Le soleil se leva. La journée s’écoulait, vide et désœuvrée. Orné du guidon des ambassadeurs, un canot s’éloigna du brigantin afin de poursuivre les pourparlers des jours précédents. Les Iroquois l’accueillirent avec des huées : « Où sont les arquebuses ? » demandaient-ils. Poursuivie par les flèches, la pirogue retraita. Une longue chevelure algonquine flotta bientôt au bout d’un palis.

Brigantin et pinasses s’embossèrent près du rivage. Les pierriers envoyèrent leurs bordées. De l’orée de la forêt, les arquebusiers sauvages ouvrirent sur les embarcations un feu bien dirigé. Pierre éleva son sabre au-dessus de sa tête : une balle le lui enleva des mains et le tordit. L’ennemi se replia plus tard. Il avait érigé un second retranchement au cœur de la sylve ; de cet endroit, il suivit un sentier orienté à l’ouest, transportant bagages et canots, et il retrouva le fleuve en amont.

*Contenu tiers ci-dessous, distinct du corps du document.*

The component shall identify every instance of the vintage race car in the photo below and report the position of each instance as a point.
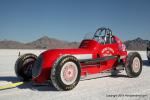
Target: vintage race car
(148, 51)
(65, 67)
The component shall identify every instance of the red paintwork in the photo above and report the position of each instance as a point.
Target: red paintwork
(87, 47)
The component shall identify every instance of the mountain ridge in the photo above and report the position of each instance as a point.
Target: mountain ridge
(46, 42)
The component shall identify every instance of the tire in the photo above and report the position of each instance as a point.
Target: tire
(133, 65)
(148, 54)
(65, 73)
(24, 65)
(114, 72)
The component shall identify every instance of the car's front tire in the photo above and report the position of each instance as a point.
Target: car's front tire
(24, 65)
(65, 74)
(133, 65)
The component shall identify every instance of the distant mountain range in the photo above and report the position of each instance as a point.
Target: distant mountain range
(51, 43)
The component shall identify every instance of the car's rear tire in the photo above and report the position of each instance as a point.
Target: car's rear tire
(148, 54)
(133, 65)
(24, 65)
(65, 73)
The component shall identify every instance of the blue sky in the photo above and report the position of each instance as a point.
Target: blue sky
(70, 20)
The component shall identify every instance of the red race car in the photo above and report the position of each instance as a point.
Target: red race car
(65, 67)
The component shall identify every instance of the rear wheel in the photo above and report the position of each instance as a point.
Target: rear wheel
(148, 54)
(133, 65)
(24, 65)
(65, 74)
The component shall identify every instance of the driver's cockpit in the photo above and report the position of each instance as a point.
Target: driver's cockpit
(104, 36)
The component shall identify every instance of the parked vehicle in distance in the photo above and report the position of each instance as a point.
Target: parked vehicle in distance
(64, 67)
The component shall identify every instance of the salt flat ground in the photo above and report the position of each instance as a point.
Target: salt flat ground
(102, 88)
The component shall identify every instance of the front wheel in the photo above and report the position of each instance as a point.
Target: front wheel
(65, 74)
(133, 65)
(24, 65)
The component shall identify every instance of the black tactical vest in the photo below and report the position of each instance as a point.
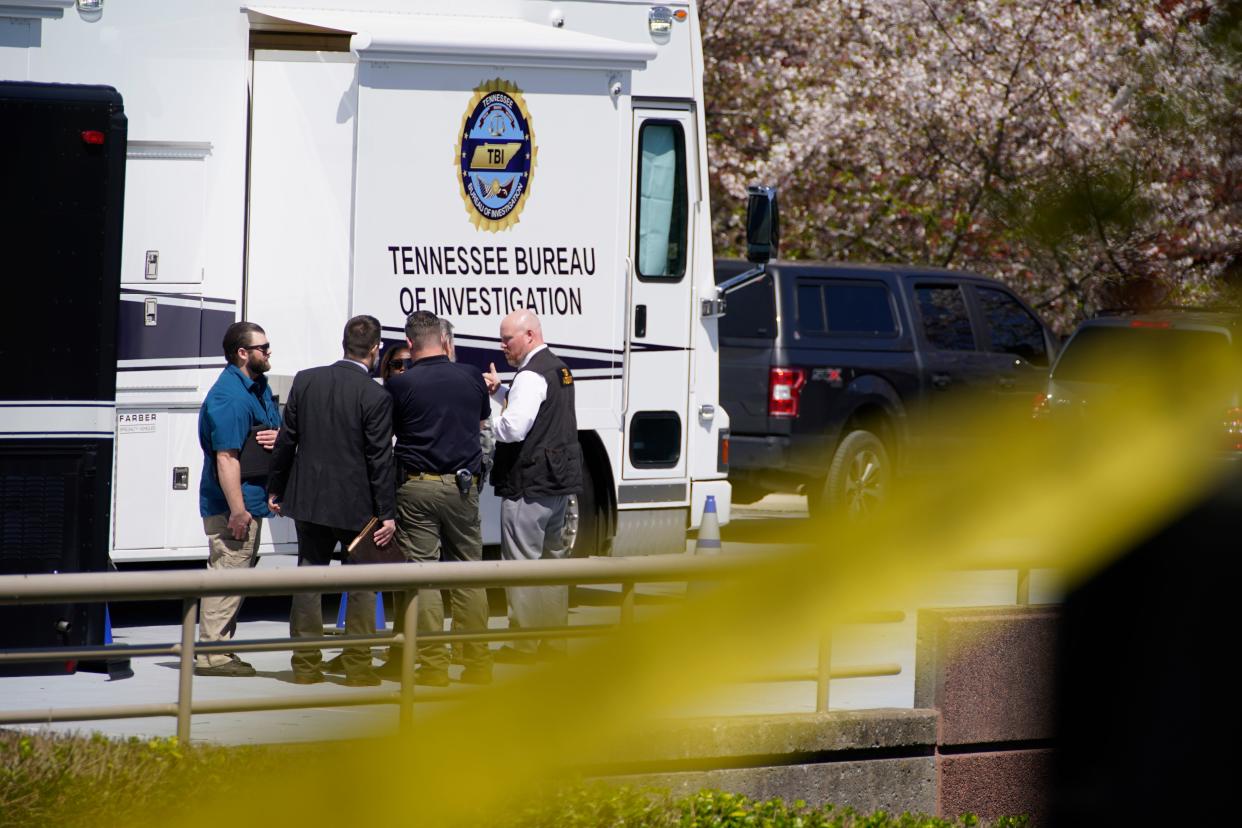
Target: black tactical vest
(549, 461)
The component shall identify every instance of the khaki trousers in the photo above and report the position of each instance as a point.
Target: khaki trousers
(436, 522)
(217, 615)
(533, 529)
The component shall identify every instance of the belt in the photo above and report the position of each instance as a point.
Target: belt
(427, 476)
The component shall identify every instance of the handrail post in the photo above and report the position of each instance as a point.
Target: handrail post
(1024, 587)
(627, 597)
(409, 654)
(185, 683)
(825, 670)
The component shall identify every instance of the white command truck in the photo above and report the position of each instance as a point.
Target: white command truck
(294, 165)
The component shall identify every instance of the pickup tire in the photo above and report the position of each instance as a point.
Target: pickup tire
(858, 478)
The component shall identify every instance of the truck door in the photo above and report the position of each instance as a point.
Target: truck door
(666, 190)
(958, 371)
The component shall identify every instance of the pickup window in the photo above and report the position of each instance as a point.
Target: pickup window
(945, 320)
(1012, 329)
(750, 312)
(857, 308)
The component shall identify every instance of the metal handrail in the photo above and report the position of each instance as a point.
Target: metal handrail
(400, 577)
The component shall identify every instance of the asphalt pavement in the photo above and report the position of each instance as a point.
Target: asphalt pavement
(754, 528)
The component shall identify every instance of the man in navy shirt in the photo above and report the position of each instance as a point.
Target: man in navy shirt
(437, 410)
(234, 509)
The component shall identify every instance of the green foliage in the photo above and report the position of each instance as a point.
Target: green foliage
(65, 780)
(604, 806)
(52, 780)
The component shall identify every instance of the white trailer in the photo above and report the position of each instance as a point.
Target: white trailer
(294, 165)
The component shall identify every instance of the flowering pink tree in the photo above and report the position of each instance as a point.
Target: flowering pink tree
(1077, 150)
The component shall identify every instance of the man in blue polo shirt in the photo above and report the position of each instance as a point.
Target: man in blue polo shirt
(234, 509)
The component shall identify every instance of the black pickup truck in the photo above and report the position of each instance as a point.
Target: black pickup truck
(831, 374)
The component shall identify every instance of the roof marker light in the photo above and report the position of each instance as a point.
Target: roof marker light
(660, 20)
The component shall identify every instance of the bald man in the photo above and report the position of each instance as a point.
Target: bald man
(538, 466)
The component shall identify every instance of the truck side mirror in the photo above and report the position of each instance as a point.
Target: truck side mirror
(763, 224)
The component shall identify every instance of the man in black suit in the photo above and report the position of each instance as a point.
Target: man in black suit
(332, 472)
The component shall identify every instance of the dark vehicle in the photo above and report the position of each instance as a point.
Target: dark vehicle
(831, 373)
(1163, 354)
(62, 163)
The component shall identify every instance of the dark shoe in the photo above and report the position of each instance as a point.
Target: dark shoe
(477, 675)
(511, 656)
(363, 680)
(431, 678)
(235, 667)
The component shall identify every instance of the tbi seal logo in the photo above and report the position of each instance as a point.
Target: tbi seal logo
(496, 155)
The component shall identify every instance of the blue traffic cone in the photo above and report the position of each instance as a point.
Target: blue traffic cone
(380, 623)
(709, 530)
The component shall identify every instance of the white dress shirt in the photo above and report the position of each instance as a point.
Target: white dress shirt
(519, 404)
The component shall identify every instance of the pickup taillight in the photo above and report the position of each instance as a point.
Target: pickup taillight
(1233, 428)
(1041, 406)
(784, 391)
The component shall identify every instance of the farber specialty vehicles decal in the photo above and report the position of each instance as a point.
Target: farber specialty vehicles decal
(496, 155)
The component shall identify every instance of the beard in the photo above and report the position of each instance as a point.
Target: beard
(257, 364)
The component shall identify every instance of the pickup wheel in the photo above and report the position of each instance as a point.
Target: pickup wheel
(858, 477)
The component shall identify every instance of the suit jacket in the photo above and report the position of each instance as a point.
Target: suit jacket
(333, 462)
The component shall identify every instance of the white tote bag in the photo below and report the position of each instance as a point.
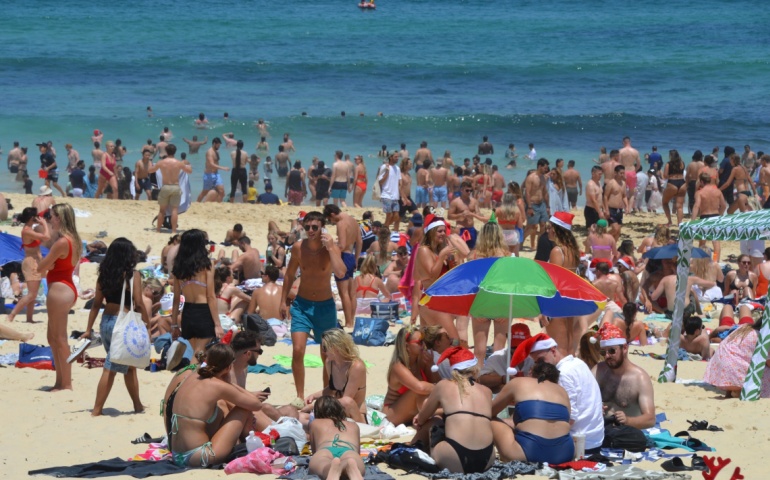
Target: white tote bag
(130, 340)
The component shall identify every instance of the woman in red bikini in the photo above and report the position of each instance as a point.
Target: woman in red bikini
(107, 173)
(30, 242)
(408, 381)
(60, 263)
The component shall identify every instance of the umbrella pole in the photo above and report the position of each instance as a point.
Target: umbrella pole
(510, 321)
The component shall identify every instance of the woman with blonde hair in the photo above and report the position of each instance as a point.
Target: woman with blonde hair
(108, 172)
(510, 218)
(467, 445)
(408, 383)
(346, 373)
(369, 286)
(30, 242)
(60, 264)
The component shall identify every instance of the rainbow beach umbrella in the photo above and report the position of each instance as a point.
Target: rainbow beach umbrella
(512, 287)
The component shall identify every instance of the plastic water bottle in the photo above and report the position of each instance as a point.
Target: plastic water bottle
(253, 442)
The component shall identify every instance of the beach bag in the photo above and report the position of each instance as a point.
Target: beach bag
(255, 322)
(370, 332)
(388, 310)
(625, 437)
(35, 356)
(130, 340)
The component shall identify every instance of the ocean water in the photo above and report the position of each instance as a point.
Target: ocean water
(567, 75)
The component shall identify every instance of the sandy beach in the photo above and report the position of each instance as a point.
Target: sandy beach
(44, 430)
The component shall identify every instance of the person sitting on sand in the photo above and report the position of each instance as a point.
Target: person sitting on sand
(467, 444)
(626, 388)
(344, 373)
(335, 442)
(369, 287)
(407, 391)
(199, 432)
(728, 366)
(541, 419)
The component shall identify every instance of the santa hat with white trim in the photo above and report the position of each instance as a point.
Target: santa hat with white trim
(562, 219)
(538, 343)
(609, 336)
(460, 358)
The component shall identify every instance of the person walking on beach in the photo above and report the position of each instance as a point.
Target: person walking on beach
(48, 163)
(211, 178)
(171, 193)
(317, 257)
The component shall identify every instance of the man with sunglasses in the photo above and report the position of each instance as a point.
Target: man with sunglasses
(575, 377)
(626, 388)
(318, 257)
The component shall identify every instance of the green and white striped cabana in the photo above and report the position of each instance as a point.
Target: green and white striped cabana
(736, 227)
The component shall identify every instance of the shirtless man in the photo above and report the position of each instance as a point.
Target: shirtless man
(350, 243)
(438, 177)
(266, 301)
(464, 210)
(537, 202)
(616, 201)
(486, 148)
(573, 183)
(694, 339)
(211, 178)
(288, 144)
(248, 263)
(142, 173)
(160, 147)
(629, 158)
(422, 192)
(194, 145)
(709, 202)
(317, 257)
(73, 157)
(423, 153)
(282, 162)
(170, 194)
(691, 177)
(626, 389)
(340, 179)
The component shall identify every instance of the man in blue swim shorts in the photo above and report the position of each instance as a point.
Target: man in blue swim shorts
(211, 178)
(350, 242)
(314, 309)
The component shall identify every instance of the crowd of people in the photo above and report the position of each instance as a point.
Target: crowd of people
(573, 378)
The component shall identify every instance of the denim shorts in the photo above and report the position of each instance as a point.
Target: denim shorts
(105, 328)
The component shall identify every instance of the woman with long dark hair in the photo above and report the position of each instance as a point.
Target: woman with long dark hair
(116, 275)
(59, 264)
(194, 278)
(238, 173)
(30, 242)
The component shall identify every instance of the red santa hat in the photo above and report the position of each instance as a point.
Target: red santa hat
(538, 343)
(562, 219)
(460, 358)
(609, 336)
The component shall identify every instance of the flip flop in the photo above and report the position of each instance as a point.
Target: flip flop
(675, 465)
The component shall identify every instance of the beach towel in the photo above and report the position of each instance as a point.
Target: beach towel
(113, 468)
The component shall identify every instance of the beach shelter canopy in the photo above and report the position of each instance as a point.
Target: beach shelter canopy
(736, 227)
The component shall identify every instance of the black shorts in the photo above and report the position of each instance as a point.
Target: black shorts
(592, 216)
(197, 321)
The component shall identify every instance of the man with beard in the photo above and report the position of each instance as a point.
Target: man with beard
(626, 389)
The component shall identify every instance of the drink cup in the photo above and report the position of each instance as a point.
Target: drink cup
(580, 445)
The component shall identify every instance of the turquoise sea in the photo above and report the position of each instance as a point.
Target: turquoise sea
(567, 75)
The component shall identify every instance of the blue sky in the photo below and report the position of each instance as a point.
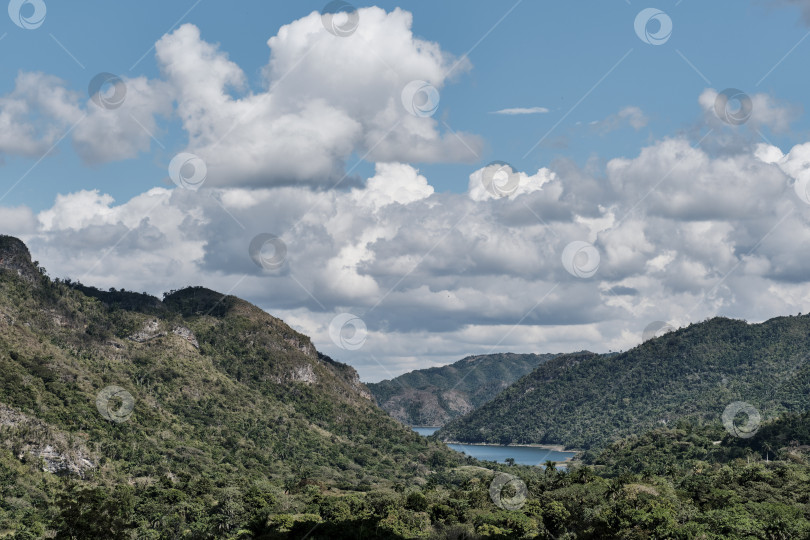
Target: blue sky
(632, 198)
(542, 54)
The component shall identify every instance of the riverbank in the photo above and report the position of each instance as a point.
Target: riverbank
(552, 447)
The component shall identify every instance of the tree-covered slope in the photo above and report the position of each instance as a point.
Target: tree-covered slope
(586, 400)
(434, 396)
(202, 397)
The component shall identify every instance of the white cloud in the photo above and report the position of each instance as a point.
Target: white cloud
(326, 98)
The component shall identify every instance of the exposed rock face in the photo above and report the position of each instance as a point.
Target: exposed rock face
(15, 257)
(361, 388)
(150, 330)
(44, 442)
(186, 334)
(59, 463)
(304, 374)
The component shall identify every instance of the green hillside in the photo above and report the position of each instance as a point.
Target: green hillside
(236, 417)
(200, 416)
(586, 400)
(434, 396)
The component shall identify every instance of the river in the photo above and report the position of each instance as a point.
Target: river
(523, 455)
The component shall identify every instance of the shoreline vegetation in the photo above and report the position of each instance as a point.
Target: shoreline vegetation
(552, 447)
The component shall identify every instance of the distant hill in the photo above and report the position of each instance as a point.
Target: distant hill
(586, 400)
(434, 396)
(199, 412)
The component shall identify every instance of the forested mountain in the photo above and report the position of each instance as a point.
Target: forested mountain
(434, 396)
(200, 398)
(200, 416)
(586, 400)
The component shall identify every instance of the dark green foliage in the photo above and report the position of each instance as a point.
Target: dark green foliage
(431, 397)
(586, 400)
(256, 435)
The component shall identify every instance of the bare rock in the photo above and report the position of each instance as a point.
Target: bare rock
(150, 330)
(186, 334)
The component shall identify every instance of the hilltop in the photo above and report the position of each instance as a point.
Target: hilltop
(587, 400)
(434, 396)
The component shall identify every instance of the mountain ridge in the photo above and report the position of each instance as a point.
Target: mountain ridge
(584, 400)
(433, 396)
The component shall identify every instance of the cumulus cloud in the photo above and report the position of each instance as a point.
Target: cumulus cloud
(41, 111)
(326, 98)
(682, 235)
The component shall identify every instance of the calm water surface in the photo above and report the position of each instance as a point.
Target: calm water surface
(523, 455)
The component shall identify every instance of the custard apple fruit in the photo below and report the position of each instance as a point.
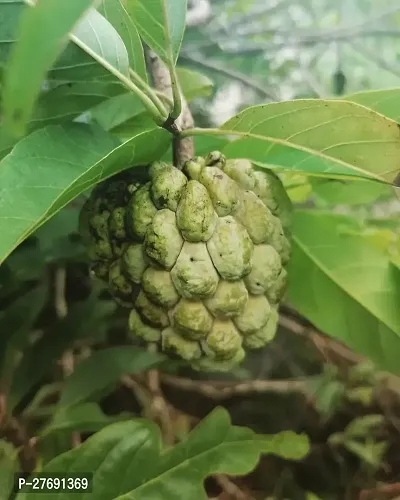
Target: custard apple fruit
(198, 255)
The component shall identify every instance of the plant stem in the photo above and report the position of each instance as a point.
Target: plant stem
(150, 92)
(148, 103)
(165, 98)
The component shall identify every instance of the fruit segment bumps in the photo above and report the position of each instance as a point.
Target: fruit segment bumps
(198, 255)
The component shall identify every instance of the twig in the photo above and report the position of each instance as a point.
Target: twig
(221, 389)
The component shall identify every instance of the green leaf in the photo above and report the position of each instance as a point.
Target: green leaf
(194, 83)
(330, 191)
(15, 326)
(8, 467)
(115, 12)
(372, 453)
(161, 24)
(85, 320)
(364, 426)
(318, 137)
(386, 101)
(67, 102)
(63, 104)
(42, 35)
(347, 288)
(128, 461)
(118, 110)
(52, 166)
(87, 379)
(85, 417)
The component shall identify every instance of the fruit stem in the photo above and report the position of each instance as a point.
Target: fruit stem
(152, 94)
(148, 103)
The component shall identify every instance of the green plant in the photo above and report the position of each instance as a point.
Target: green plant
(77, 109)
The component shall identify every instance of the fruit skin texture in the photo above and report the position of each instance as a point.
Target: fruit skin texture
(197, 255)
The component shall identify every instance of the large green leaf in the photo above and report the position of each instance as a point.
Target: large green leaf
(331, 138)
(118, 110)
(87, 379)
(128, 461)
(386, 101)
(161, 24)
(347, 288)
(74, 64)
(42, 36)
(115, 12)
(53, 165)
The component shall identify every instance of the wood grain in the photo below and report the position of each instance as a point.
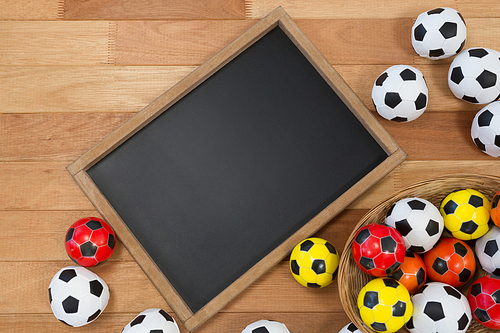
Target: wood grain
(73, 71)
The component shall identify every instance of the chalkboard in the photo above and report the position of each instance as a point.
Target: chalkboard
(228, 175)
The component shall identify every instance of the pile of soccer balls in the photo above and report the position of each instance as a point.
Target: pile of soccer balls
(400, 93)
(421, 255)
(78, 296)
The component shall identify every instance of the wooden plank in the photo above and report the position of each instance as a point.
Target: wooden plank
(48, 186)
(153, 9)
(30, 9)
(54, 42)
(84, 89)
(42, 137)
(385, 9)
(29, 89)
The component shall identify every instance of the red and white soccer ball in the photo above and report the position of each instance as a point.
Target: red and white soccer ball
(90, 241)
(77, 296)
(400, 93)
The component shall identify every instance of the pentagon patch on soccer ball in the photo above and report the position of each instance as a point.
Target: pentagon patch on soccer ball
(384, 305)
(314, 262)
(484, 300)
(152, 320)
(418, 221)
(451, 261)
(485, 129)
(487, 250)
(412, 273)
(439, 33)
(400, 94)
(474, 75)
(438, 307)
(466, 214)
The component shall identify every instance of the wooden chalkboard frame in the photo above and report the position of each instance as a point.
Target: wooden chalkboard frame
(278, 18)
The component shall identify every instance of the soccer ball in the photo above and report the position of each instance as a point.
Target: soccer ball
(473, 75)
(400, 93)
(466, 214)
(77, 296)
(418, 221)
(384, 305)
(439, 307)
(90, 241)
(487, 251)
(152, 321)
(266, 326)
(313, 262)
(412, 273)
(378, 249)
(484, 300)
(485, 129)
(451, 261)
(495, 209)
(439, 33)
(350, 328)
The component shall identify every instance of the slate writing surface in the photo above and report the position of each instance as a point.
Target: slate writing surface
(235, 167)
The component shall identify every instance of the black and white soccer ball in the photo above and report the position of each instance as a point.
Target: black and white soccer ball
(439, 307)
(474, 75)
(350, 328)
(152, 321)
(485, 129)
(487, 250)
(418, 221)
(439, 33)
(400, 93)
(266, 326)
(77, 296)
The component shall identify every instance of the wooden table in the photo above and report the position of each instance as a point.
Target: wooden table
(73, 71)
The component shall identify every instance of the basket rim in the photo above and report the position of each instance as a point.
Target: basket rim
(461, 180)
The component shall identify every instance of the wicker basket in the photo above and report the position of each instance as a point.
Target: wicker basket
(351, 279)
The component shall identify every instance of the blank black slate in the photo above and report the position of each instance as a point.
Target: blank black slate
(235, 167)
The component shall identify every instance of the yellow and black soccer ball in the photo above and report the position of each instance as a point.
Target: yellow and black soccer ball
(313, 262)
(466, 214)
(385, 305)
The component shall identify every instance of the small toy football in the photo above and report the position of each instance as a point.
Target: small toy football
(378, 249)
(487, 250)
(485, 129)
(451, 261)
(439, 307)
(90, 241)
(418, 221)
(439, 33)
(474, 75)
(466, 214)
(495, 210)
(313, 262)
(484, 301)
(266, 326)
(350, 328)
(152, 320)
(384, 305)
(400, 93)
(412, 273)
(77, 296)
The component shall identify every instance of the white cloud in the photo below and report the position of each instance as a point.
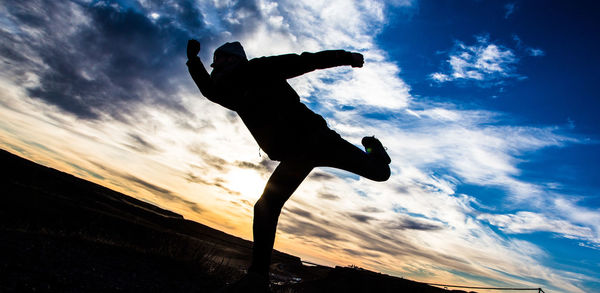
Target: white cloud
(536, 52)
(529, 222)
(483, 61)
(416, 219)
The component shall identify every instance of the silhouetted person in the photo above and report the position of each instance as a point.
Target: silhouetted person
(285, 129)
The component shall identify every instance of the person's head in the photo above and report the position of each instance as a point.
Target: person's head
(228, 53)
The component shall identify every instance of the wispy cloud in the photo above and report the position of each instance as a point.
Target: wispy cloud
(484, 62)
(110, 79)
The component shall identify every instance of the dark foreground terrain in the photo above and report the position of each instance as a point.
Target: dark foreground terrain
(60, 233)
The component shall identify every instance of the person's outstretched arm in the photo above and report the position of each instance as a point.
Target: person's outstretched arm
(198, 72)
(292, 65)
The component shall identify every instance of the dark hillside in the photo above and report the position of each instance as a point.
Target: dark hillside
(64, 234)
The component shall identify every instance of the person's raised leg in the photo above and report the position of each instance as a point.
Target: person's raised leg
(283, 182)
(339, 153)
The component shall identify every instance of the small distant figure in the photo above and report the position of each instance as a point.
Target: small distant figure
(285, 129)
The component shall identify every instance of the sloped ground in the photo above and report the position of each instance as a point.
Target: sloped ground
(63, 234)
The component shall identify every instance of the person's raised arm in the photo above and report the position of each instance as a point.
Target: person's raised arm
(292, 65)
(197, 70)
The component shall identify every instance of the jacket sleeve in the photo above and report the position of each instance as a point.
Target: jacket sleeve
(201, 78)
(292, 65)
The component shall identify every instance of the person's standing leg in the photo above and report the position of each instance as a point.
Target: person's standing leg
(283, 182)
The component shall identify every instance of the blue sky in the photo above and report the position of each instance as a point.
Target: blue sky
(487, 109)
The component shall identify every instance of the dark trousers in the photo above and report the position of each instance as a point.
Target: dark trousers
(332, 151)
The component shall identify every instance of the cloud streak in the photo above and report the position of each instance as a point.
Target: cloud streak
(109, 78)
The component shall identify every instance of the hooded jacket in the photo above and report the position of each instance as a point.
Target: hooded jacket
(271, 109)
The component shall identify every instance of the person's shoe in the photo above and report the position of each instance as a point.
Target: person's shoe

Cette fois, l’état de guerre existait. Les semaines s’écoulèrent, le fleuve demeura bloqué. En embuscade sur les hauts promontoires, à l’affût au bout des pointes boisées, aux aguets le long des portages, les guerriers ennemis surveillaient les solitudes. Comme l’aigle-pêcheur, ils fondaient sur toute proie en vue. Quelques canots hurons filtrèrent au travers du blocus ; les autres succombèrent, leurs occupants furent torturés, les fourrures volées. Impuissance et oisiveté pesaient sur le poste. Le mariage même de Jacques Hertel, devenu seigneur de La Fresnière, avec la toute jolie Marie Marguerie, ne réussit pas à dissiper l’anxiété.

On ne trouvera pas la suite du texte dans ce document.